Tuesday 24 January 2012

Top Ten: Political Diarists (part one)

1. Tony Benn
The daddy of all diarists, Benn is currently on eight printed volumes, covering 1940-2007 and containing millions of words. They’re obviously an invaluable commentary on Labour and left politics in that period, but they’re also the most fabulous self-portrait in the whole of English literature. Politically, the best is the 1980s volume The End of an Era (Hutchinson, 1992); personally, the most touching is Free at Last (Hutchinson, 2002), which includes the death of his wife. ‘I started writing them because in a vague way I felt I had a responsibility to give an account for my life,’ he said in 2001, ‘so when the day of judgment comes and God asks what did I do with my life I can hand him fifty million words.’

2. Gyles Brandreth
Don’t be fooled by his book Something Sensational to Read in the Train, which skims too rapidly through his entire life.
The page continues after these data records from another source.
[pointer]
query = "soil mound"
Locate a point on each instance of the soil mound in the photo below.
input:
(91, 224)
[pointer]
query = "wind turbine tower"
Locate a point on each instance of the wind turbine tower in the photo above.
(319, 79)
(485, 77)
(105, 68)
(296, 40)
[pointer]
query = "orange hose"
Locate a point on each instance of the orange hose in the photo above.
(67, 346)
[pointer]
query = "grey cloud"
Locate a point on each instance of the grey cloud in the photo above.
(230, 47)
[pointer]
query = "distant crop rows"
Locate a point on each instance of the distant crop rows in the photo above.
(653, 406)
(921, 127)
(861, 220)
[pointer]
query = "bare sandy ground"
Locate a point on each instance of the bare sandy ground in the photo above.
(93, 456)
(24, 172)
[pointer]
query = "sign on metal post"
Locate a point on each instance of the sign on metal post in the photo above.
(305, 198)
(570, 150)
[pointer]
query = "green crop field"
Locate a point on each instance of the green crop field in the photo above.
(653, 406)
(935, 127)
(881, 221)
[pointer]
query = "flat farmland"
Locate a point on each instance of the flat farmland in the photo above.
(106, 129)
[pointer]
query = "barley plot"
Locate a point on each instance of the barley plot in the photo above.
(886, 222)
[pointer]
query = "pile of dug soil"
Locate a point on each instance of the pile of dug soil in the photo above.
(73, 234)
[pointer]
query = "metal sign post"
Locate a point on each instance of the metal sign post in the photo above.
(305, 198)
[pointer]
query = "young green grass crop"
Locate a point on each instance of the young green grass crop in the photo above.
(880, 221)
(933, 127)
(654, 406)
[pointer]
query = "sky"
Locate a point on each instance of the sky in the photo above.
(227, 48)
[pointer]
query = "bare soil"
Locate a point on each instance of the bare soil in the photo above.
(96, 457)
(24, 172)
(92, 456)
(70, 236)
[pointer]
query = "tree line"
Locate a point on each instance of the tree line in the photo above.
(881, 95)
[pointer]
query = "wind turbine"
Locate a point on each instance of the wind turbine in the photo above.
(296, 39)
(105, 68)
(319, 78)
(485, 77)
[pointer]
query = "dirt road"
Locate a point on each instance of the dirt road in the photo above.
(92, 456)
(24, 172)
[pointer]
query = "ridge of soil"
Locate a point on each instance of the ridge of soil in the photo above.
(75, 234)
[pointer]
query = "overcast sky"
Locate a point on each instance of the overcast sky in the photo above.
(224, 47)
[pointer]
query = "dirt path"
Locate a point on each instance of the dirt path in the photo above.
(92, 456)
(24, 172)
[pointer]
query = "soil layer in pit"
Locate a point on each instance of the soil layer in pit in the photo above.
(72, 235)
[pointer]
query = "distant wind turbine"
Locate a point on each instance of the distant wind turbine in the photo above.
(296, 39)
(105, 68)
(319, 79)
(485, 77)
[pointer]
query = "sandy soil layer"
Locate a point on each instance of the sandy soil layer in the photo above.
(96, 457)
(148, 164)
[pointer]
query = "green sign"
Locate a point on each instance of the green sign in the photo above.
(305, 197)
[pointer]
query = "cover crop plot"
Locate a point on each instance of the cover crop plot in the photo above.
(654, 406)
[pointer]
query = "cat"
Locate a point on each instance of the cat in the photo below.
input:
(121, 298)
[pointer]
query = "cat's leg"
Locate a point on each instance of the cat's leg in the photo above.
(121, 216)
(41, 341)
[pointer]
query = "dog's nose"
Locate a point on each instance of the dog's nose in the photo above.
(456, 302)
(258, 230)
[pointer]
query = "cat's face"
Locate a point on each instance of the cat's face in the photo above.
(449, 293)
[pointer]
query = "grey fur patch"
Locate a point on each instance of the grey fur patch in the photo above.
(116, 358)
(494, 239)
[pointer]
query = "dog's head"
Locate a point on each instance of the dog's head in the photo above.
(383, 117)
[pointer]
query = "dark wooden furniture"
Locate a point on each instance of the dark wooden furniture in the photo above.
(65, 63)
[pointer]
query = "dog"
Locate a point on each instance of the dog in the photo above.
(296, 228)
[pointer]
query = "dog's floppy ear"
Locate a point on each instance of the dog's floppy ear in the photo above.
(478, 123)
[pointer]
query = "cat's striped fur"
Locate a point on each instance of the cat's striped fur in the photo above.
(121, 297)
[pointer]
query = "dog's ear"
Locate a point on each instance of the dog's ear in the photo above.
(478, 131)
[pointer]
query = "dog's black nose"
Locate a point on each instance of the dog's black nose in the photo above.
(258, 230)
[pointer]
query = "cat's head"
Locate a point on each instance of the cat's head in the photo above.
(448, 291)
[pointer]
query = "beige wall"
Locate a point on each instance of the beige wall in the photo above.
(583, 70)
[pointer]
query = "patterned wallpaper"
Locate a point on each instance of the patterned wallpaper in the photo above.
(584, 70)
Go instead for the brilliant Breaking the Code: Westminster Diaries (Weidenfeld & Nicolson, 1999), which covers his time as a Conservative MP in the 1990s. It’s a gripping account of John Major’s doomed government, with all the appeal of a political car crash. And Brandreth is the most incorrigible gossip and name-dropper.

3. Woodrow Wyatt
Another appalling gossip, Wyatt was the turncoat Labour MP who became a slavish devotee of the cult of Margaret Thatcher. In his last years he decided to keep a diary so that it’d make some money for his family after his death. Consequently The Journals of Woodrow Wyatt Volumes One and Two (Macmillan, 1998-99) contain as much tittle-tattle as he could find. And since he’d penetrated Thatcher’s inner circle, it’s good stuff. Just make sure to skip the dull bits about the Queen Mother, horse racing and wine.

4. Edwina Currie
Best known for including memories of her affair with an unnamed senior Conservative politician, the most interesting material in Diaries 1987-1992 (Little Brown, 2002) is actually about the particular pressures of being a woman MP. Currie is equally strong on the new breed of Conservatives who arrived in Parliament in the wake of Thatcher.

5. Bernard Donoughue
Donoughue was an adviser to Labour prime ministers in the 1970s. Downing Street Diary: With Harold Wilson in No. 10 (Jonathan Cape, 2005) gives a tremendously detailed insider’s version of Wilson’s second period in office, buried within which are some gems for those fascinated by the position of Marcia Williams. The sequel – Downing Street Diary: With James Callaghan in No. 10 (Jonathan Cape, 2008) – isn’t quite as gripping, since Sunny Jim can’t make up for the absence of Our Harold: only really for hardcore students of the era.